Growing Olive Trees: Tips at a Glance
Olive trees can live for many centuries if they have optimal growing conditions: warmth, sun, and well-drained soil (in the US, growing zones 8 to 11 will support Olea europaea).
- Type Evergreen tree
- Oldest on Record 4,000+ years
- USDA Zones 8-11
- Light Sun
- Crown Spreading canopy
- Location Mediterranean climate
- Design Tip Gnarly specimen
- Other Uses Fruit, oil
- Companions Gray-leafed shrubs
Olive Trees: A Field Guide
Olive trees are “patient trees which will live in the stoniest ground,” as the British landscape architect Russell Page summed up the situation. What more do you need to know to know that you want one of these ancient, graceful trees?
You can have one, too, if you live in a warm, sunny climate that mimics the Mediterranean regions where Olea europaea is most at home (USDA growing zones 8 to 11, depending on the cultivar). Olive trees life exceptionally long lives—1,500 years is nothing to them—and will become more characterful as centuries pass and their thicken and spread like gnarly knuckles across the landscape.

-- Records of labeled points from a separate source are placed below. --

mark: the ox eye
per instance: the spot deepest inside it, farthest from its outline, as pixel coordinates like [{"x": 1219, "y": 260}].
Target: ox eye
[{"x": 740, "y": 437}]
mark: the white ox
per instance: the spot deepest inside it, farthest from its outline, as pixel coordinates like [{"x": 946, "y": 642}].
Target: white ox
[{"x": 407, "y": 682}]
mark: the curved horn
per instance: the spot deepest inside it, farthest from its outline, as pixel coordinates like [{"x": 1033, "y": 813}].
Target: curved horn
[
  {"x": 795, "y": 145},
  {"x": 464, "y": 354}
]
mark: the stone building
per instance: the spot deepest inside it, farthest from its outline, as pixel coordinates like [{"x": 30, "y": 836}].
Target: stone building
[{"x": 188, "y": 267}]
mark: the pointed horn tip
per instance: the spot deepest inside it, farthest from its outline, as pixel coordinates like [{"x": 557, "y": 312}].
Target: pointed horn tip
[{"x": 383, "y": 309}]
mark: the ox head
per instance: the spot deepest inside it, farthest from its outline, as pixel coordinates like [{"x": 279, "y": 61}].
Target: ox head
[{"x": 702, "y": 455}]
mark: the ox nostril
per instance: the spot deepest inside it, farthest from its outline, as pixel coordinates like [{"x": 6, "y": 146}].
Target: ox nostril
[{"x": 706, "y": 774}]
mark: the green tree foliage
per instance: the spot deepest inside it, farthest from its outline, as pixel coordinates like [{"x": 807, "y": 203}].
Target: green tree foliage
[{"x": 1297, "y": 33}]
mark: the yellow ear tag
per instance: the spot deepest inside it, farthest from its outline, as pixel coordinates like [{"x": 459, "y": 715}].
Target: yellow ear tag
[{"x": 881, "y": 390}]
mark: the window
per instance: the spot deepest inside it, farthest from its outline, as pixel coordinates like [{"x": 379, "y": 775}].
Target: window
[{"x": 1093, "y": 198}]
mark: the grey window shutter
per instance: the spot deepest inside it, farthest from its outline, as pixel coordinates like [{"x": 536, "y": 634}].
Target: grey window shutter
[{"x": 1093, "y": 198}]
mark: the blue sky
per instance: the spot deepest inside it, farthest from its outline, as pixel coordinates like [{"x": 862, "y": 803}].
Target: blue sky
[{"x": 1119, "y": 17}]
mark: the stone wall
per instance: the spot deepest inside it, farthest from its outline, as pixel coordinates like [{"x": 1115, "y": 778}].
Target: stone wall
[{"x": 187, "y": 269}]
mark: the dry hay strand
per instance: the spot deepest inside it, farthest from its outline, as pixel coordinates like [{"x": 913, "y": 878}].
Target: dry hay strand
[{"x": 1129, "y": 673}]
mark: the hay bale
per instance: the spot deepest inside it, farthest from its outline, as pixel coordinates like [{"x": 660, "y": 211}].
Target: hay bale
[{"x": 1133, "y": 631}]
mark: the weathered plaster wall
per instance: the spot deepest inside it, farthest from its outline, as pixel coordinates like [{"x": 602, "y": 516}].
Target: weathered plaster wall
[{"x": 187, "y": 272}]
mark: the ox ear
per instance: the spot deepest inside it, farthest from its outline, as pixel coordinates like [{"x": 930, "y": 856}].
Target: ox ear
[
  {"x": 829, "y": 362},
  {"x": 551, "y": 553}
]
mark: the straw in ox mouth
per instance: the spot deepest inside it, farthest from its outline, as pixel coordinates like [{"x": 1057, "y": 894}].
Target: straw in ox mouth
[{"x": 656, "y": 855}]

An olive tree (or two, if your garden is large and you would like an echo) is best planted as a specimen tree—and focal point. “I have very often gardened in Mediterranean places where old olive trees gave the basic note with their gnarled and twisted trunks and silvery-green, sun-flecked foliage,” Page wrote in his 1962 book The Education of a Gardener.
As for companion plants, Page recommends: Iris unguicularis (Algerian iris), freesia, and white jonquils (“for their scent).